Single Dose Azithromycin in the Treatment of Adult Cholera
Information source: International Centre for Diarrhoeal Disease Research, Bangladesh
Information obtained from ClinicalTrials.gov on June 20, 2008 Link to the current ClinicalTrials.gov record.
Condition(s) targeted: Cholera
Intervention: Azithromycin (Drug)
Phase: Phase 3
Status: Completed
Sponsored by: International Centre for Diarrhoeal Disease Research, Bangladesh Official(s) and/or principal investigator(s): Debasish Saha, MBBS,MS, Study Director, Affiliation: International Centre for Diarrhoeal Disease Research, Bangladesh
Summary
Cholera remains an important cause of diarrhoeal illness and death in Asia, Africa and Latin
America. Antimicrobial therapy is an important adjunct to fluid therapy in the management of
patients with cholera, and should be given to all patients with clinically moderate-to-severe
disease since they can reduce the diarrhoea duration and stool volume by half. Current
therapy for cholera is limited by increasing prevalence of multiply-resistant strains of
Vibrio cholerae O1 or O139. Tetracycline and doxycycline had been the drugs of choice for
treating cholera, but multiply-resistant strains are now present in all areas where cholera
is endemic or epidemic. There is thus a need to identify alternative drugs that are effect in
treating this disease.
Azithromycin, a newer macrolide agent, is active in-vitro against V. cholerae, attains high
concentrations in the gut lumen, has a long half-life, and is better tolerated than
erythromycin, and older macrolide. In this study we will compare efficacy of a single, 1. 0 g
oral doses of azithromycin and ciprofloxacin in male patients, aged 18-60 years, with cholera
due to V. cholerae O1 or O139. Patients with typical “Rice watery” stools of cholera, signs
of severe dehydration and characteristic cholera vibrios in a dark-field stool microscopy.

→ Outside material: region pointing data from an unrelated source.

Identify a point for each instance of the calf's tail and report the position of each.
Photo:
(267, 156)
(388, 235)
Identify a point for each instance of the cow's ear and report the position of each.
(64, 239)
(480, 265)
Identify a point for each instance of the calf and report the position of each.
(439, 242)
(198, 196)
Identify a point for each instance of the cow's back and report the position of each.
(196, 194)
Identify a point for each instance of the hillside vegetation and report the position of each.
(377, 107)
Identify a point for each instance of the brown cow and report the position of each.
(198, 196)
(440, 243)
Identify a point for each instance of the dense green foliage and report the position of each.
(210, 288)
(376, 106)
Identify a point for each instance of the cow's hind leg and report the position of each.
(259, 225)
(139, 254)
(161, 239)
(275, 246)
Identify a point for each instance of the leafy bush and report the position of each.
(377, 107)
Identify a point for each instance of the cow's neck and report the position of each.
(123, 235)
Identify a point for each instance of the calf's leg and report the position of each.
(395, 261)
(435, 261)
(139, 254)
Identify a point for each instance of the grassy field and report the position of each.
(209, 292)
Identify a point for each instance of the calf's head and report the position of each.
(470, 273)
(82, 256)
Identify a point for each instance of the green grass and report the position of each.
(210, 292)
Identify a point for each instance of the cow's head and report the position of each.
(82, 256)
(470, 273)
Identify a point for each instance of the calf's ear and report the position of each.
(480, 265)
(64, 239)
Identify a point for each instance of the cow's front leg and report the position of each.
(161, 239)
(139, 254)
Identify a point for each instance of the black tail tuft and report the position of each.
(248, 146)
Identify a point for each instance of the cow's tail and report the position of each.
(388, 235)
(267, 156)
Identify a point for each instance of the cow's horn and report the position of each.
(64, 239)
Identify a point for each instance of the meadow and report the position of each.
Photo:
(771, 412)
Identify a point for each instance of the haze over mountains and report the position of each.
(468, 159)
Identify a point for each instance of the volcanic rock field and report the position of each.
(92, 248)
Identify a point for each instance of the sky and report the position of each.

Patients who have coexisting illness which may confound assessment of the efficacy or safety
will not be eligible. Only those patients who have V. cholerae O1 or O139 isolated from their
pre-therapy stool and/or rectal swab culture and remains in the hospital for the entire
duration of the study will be eligible for efficacy evaluation. A written informed consent
will be obtained from each patients for their enrollment in the study.
Patients will be hospitalized for full 5 days, and asked to return for a follow up evaluation
7 days after discharge. After initial rehydration, patients will be observed for 4 hours, and
only those with ³ 20 ml/kg of watery stools during this period will be enrolled for study.
Treatment will be random, and blinded to study staff and patients. Clinical success of
therapy will be defined as resolution of watery stool within 48 hours of administration of
the study drug, and bacteriologic success will be defined as the inability to isolate V.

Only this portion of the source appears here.